CIS 4 liner contamination in TDSA2 auto sampler in MDGC

[iswarbaitharu]

Hi,
I am trying to profile Volatile organic compounds in healthy subject alveolar breath sample using two dimensional gas chromatography from leco (GC GC TOF MS). I am using multibed Thermal desorption tube with carbopack B, Carbopack C and carbosive S III as adsorption matrix purchased from Gerstel. The TDSA2 with cool injecting system (CIS4) and liner filled with carbotrap B inside the CIS 4 is being used for injecting sample into GC. Every time I desorb a conditioned (heated at 350C for 2 hr with constant flow of ultrapure (Purity 99.9%) Helium gas) blank inert glass tube (without any adsorption matrix inside) which ideally should give me a blank TIC, I am getting TIC with good number of VOCs of different classes.
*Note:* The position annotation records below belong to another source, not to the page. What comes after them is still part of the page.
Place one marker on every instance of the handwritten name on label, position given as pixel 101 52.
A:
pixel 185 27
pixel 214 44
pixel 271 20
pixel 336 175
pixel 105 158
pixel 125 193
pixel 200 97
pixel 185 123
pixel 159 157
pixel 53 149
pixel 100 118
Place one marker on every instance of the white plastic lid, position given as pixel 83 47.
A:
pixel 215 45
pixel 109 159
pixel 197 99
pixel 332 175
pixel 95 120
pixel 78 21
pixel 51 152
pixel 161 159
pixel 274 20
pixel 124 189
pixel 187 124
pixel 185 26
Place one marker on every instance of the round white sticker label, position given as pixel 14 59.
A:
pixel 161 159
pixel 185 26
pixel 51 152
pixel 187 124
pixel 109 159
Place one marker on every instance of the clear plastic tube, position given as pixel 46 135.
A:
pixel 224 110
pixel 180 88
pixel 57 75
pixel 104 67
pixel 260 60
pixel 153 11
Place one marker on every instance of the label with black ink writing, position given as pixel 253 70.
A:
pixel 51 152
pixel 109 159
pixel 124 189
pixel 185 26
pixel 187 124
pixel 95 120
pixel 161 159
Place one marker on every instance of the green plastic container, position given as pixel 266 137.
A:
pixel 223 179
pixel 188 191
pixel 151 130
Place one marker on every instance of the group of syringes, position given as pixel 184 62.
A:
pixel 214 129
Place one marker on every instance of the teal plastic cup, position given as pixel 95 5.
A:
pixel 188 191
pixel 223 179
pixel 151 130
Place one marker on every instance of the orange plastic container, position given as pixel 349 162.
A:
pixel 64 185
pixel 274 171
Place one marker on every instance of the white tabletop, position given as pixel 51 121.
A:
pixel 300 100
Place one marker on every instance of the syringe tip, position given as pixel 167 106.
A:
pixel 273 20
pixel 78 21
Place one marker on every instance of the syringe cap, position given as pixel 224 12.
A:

Initially, I suspect it to be the contribution of few mililitre of room air inside the blank tube. So I run autosampler without putting any tube inside the thermal desorption system however it give TIC with similar VOCs profile. This result lead me to conclude that these VOCs could have been released from carbotrap B liner in the CIS4 itself as a result of incomplete desorption. I conditioned the CIS liner at 330C for 30 min with constant flow of helium gas and again run a blank run. Even after repeated conditioning at high temperature (330C), I am not able to get a clean blank TIC using blank tube and carbotrap B liner in CIS 4. I will really appreciate any expert suggestions.
Auto sampler method used for sample injection:
TDS initial temp: 25C, final temp: 300C @ 100C/min hold for 5 min
CIS initial temp: -35C, Final temp: 300C @ 12C/sec hold for 2 min
Transfer line temp: 310
Thanks
Iswar

[danicrd]

have you try to make run with desorb at -25°C (like no desorb)
If you have yet peaks in chro so you need to think about your helium
Next step i would take is liner exchange with brand new (you may try different type: in the past i worked well with tenax/carbosieve sIII liner self packed)
You can try with lower desorption temp, because at high temp some artefacts can come from adsorbent material
hope this helps
Sorry for english

[Peter Apps]

You probably have contaminants in the helium carrier gas - 99.9% is nowhere near ultrahigh purity, you need to be using 99.999%, often called instrument grade, and then install a specialised helium gas scrubber immediately upstream of the GC. You will not see an immediate improvement because all the plumbing in your GC has been contaminated by the current low purity helium.

Peter

[iswarbaitharu]

Thanks a lot danicrd and peter for your valuables suggestions....
I have replaced the liner with brand new conditioned liners....one with Tenax TA packed, and other with baffled glass liner without any matrix inside. However, the TICs gave me the same profile...mostly rich in hydrocarbons...like decane, dodecane, tridecane etc. Does the impurity in helium gas include these hydrocarbons.......will it be helpful to put a hydrocarbon trap just before GC helium input line....? Is there any way to assess the purity level of helium gases....the supplier say its zero grade helium ...?

[Peter Apps]

"Zero" grade should be at least 99.999% pure.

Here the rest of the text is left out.